La querella contra el magistrados José Amado Rosa fue incoada por la familia de la señora Elena Marizán Flores, acusada de propiciar la muerte de la estudiante Juanny Lohara Taveras Rosario.
La querella fue presentada a través de los abogados Cándido Simón y Félix Portes, quienes no descartaron la posibilidad de llevar el caso por ante la Corte Internacional de los Derechos Humanos.
Simón recordó que la señora Marizán Flores se encuentra presa desde el año pasado con una medida de coerción de tres meses, la cual se venció en marzo de este año.
Explicó que ante el vencimiento de los tres meses de la medida de coerción, decidieron interponer un recurso de amparo en procura de su libertad, pedimento que fue negado en la jurisdicción de primer grado.

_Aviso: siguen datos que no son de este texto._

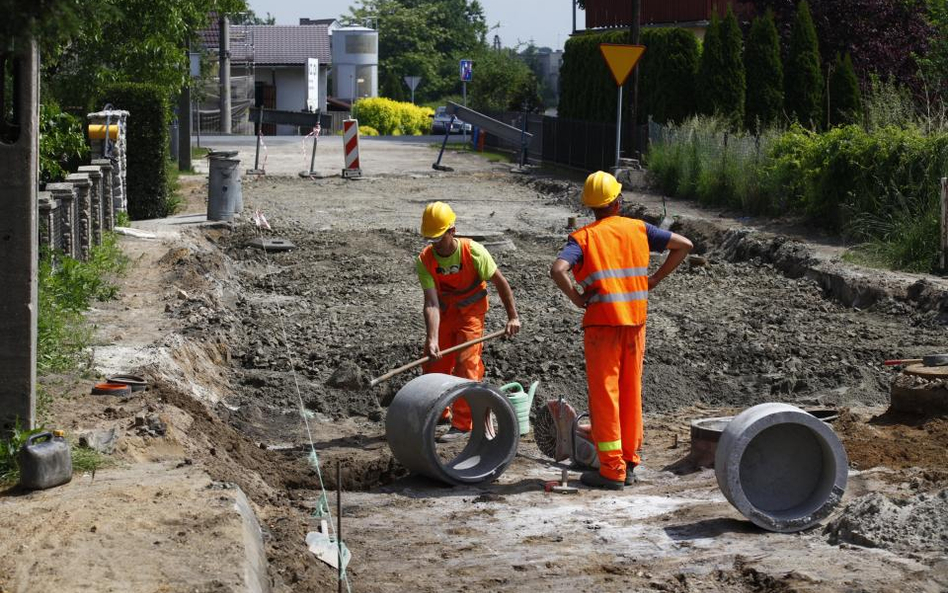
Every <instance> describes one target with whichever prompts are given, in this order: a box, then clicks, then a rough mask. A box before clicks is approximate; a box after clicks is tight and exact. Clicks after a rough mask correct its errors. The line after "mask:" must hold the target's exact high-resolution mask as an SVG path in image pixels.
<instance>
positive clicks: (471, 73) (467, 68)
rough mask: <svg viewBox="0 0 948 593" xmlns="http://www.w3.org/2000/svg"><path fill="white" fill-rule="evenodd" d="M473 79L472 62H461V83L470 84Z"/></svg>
mask: <svg viewBox="0 0 948 593" xmlns="http://www.w3.org/2000/svg"><path fill="white" fill-rule="evenodd" d="M472 78H474V60H461V82H471V79H472Z"/></svg>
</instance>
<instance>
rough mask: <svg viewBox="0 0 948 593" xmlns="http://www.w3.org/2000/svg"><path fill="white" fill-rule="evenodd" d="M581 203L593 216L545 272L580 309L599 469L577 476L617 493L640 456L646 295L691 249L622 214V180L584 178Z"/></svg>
mask: <svg viewBox="0 0 948 593" xmlns="http://www.w3.org/2000/svg"><path fill="white" fill-rule="evenodd" d="M583 204H584V205H585V206H587V207H589V208H591V209H592V211H593V214H594V215H595V217H596V220H595V222H593V223H591V224H589V225H586V226H584V227H583V228H581V229H579V230H578V231H576V232H574V233H572V234H571V235H570V237H569V240H568V241H567V243H566V246H565V247H564V248H563V250H562V251H561V252H560V254H559V256H557V259H556V261H555V262H553V266H552V268H551V269H550V276H551V277H552V278H553V281H554V282H555V283H556V285H557V287H559V289H560V290H562V291H563V293H564V294H565V295H566V296H567V297H569V300H570V301H572V303H573V304H574V305H576V306H577V307H579V308H580V309H585V314H584V315H583V332H584V338H583V345H584V349H585V353H586V383H587V387H588V397H589V417H590V420H591V421H592V433H591V435H592V439H593V441H594V442H595V445H596V451H597V454H598V457H599V470H598V471H595V470H594V471H587V472H583V474H582V476H581V477H580V480H581V481H582V483H584V484H586V485H587V486H592V487H595V488H606V489H610V490H621V489H622V488H623V487H624V486H627V485H630V484H632V483H633V482H634V477H633V470H634V469H635V467H636V466H637V465H638V464H639V461H640V459H639V453H638V450H639V448H640V447H641V445H642V432H643V430H642V362H643V356H644V354H645V318H646V314H647V307H648V299H649V297H650V295H651V292H652V291H653V290H654V289H655V287H657V286H658V284H659V283H660V282H661V281H662V280H663V279H664V278H665V277H666V276H667V275H668V274H670V273H671V272H672V271H674V269H675V268H677V267H678V265H679V264H680V263H681V262H682V260H684V259H685V256H686V255H688V252H689V251H691V249H692V247H693V246H692V244H691V241H689V240H688V239H686V238H685V237H683V236H681V235H679V234H677V233H672V232H669V231H666V230H663V229H660V228H658V227H654V226H652V225H650V224H648V223H646V222H643V221H641V220H636V219H632V218H626V217H624V216H621V215H620V214H619V209H620V207H621V206H622V184H620V183H619V182H618V181H617V180H616V178H615V177H613V176H612V175H610V174H609V173H606V172H603V171H597V172H595V173H593V174H592V175H590V176H589V177H588V178H587V179H586V184H585V185H584V186H583ZM666 249H667V250H668V252H669V254H668V257H666V258H665V261H664V262H662V264H661V266H659V268H658V269H657V270H656V271H654V272H653V273H651V274H649V271H648V268H649V253H650V252H652V251H655V252H659V253H661V252H664V251H665V250H666ZM570 271H572V273H573V277H574V278H575V280H576V283H577V284H578V286H577V285H574V283H573V281H572V280H571V279H570V277H569V272H570Z"/></svg>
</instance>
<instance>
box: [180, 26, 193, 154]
mask: <svg viewBox="0 0 948 593" xmlns="http://www.w3.org/2000/svg"><path fill="white" fill-rule="evenodd" d="M184 50H185V51H186V52H188V62H189V63H188V66H189V70H190V66H191V64H190V60H191V44H190V43H187V42H185V44H184ZM192 76H193V73H192V72H190V71H189V72H188V82H187V83H186V84H185V85H184V86H183V87H181V96H180V97H179V98H178V170H179V171H190V170H191V81H192V80H194V79H193V78H192Z"/></svg>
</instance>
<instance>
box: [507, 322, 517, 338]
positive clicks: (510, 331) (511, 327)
mask: <svg viewBox="0 0 948 593" xmlns="http://www.w3.org/2000/svg"><path fill="white" fill-rule="evenodd" d="M506 330H507V337H513V336H515V335H517V332H519V331H520V320H519V319H511V320H510V321H508V322H507V327H506Z"/></svg>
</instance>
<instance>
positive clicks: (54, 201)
mask: <svg viewBox="0 0 948 593" xmlns="http://www.w3.org/2000/svg"><path fill="white" fill-rule="evenodd" d="M59 226H60V225H59V201H58V200H54V199H53V196H52V194H51V193H49V192H48V191H43V192H40V193H39V245H40V247H45V248H46V249H48V250H50V251H54V250H56V249H59V248H60V241H59V239H60V237H61V234H60V229H59Z"/></svg>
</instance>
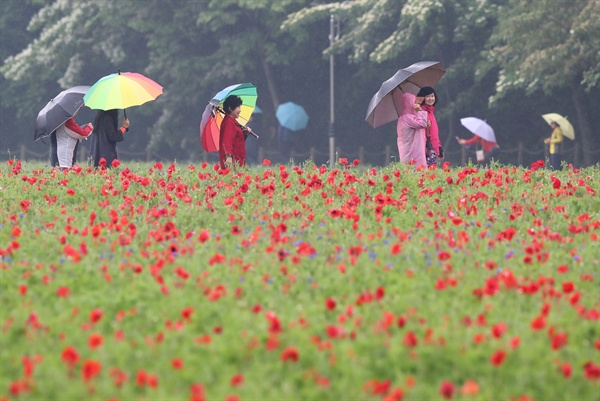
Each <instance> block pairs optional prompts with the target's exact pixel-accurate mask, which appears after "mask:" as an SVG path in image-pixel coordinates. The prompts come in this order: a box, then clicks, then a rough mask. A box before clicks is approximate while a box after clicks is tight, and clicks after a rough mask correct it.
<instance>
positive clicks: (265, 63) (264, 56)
mask: <svg viewBox="0 0 600 401" xmlns="http://www.w3.org/2000/svg"><path fill="white" fill-rule="evenodd" d="M260 58H261V64H262V68H263V73H264V74H265V79H266V80H267V86H268V87H269V94H270V95H271V101H272V102H273V112H272V113H267V112H266V110H265V111H264V112H263V113H265V116H264V118H265V120H266V119H267V118H268V119H269V121H268V122H267V121H265V123H267V124H266V126H267V127H276V126H277V121H276V119H275V112H276V110H277V107H278V106H279V96H278V95H277V89H276V88H275V83H274V81H273V74H272V73H271V66H270V65H269V62H268V61H267V58H266V57H265V54H264V52H261V55H260ZM267 136H268V137H269V138H271V139H273V138H275V136H276V132H275V130H274V129H270V130H267ZM265 139H266V138H265Z"/></svg>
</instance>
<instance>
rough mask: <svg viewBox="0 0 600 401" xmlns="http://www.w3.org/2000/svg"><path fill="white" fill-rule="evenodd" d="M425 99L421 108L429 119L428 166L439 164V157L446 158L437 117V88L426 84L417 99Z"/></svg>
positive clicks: (417, 93)
mask: <svg viewBox="0 0 600 401" xmlns="http://www.w3.org/2000/svg"><path fill="white" fill-rule="evenodd" d="M421 98H422V99H423V101H422V102H421V108H422V109H423V110H425V111H426V112H427V120H428V121H429V126H428V127H427V131H426V132H427V143H426V147H427V155H426V156H427V167H429V166H431V165H432V164H437V159H438V157H439V158H440V159H443V158H444V150H443V149H442V144H441V142H440V136H439V130H438V125H437V120H436V119H435V114H434V112H435V105H436V104H437V101H438V97H437V94H436V93H435V90H434V89H433V88H432V87H431V86H424V87H422V88H421V90H419V93H417V99H421Z"/></svg>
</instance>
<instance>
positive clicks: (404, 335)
mask: <svg viewBox="0 0 600 401" xmlns="http://www.w3.org/2000/svg"><path fill="white" fill-rule="evenodd" d="M402 343H403V344H404V345H405V346H407V347H409V348H414V347H416V346H417V344H419V340H418V339H417V336H416V335H415V333H413V332H412V331H409V332H408V333H406V334H405V335H404V340H403V341H402Z"/></svg>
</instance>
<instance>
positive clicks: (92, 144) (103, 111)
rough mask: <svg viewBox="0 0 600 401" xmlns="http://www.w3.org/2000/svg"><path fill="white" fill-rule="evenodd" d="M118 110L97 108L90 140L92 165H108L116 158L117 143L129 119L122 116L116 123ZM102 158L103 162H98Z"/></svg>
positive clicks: (124, 133) (98, 166)
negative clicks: (123, 117)
mask: <svg viewBox="0 0 600 401" xmlns="http://www.w3.org/2000/svg"><path fill="white" fill-rule="evenodd" d="M118 117H119V112H118V110H116V109H113V110H107V111H105V110H98V113H96V118H95V119H94V129H93V130H92V141H91V144H90V157H91V158H92V160H93V163H94V167H99V166H100V167H110V166H111V165H112V162H113V160H116V159H118V155H117V143H118V142H122V141H123V140H124V136H123V135H124V134H125V132H126V131H127V129H128V128H129V119H128V118H124V119H123V123H122V124H121V126H120V127H119V125H118ZM101 159H104V162H103V163H100V161H101Z"/></svg>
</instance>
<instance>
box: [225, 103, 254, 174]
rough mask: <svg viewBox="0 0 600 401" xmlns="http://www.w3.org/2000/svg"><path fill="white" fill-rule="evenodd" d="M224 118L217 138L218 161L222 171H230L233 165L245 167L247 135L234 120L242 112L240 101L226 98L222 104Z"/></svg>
mask: <svg viewBox="0 0 600 401" xmlns="http://www.w3.org/2000/svg"><path fill="white" fill-rule="evenodd" d="M223 110H224V111H225V117H224V118H223V122H222V123H221V131H220V133H221V136H220V138H219V161H220V164H221V168H222V169H226V168H228V169H231V168H233V167H234V165H238V166H245V165H246V137H247V136H248V133H247V132H246V130H245V129H244V127H242V126H241V125H240V124H238V122H237V121H236V119H237V118H238V117H239V116H240V112H241V111H242V99H240V97H239V96H236V95H231V96H228V97H227V98H226V99H225V101H224V102H223Z"/></svg>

Precisó que ante esa negativa decidieron llevar el caso por ante la Corte de Apelación de San Francisco de Macorís, tribunal que ordenó la inmediata puesta en libertad de Marizán Flores, pero que sin embargo, el procurador de la Rosa se ha negado a ejecutar la sentencia.
Declaró que el procurador general de la República, doctor Radhamés Peña Jiménez, ha sido puesto en conocimiento de la situación, pero que hasta la fecha no ha hecho nada, por lo que no descartó llevar el caso a la Corte Interamericana de los Derechos Humanos.
Simón subrayó que da pena que el país haya vuelto a caer en la era de los desacatos judiciales, tiempo en que los casos eran controlados por el Poder Ejecutivo a través del Ministerio Público.
Dijo que está a la espera de que la Procuraduría resuelva lo del querellamiento contra el procurador de la Corte de Apelación de San Francisco de Macorís.
Familiares y amigos de Marizán Flores montaron ayer una vigilia en la explanada de la Suprema Corte de Justicia, reclamando su libertad.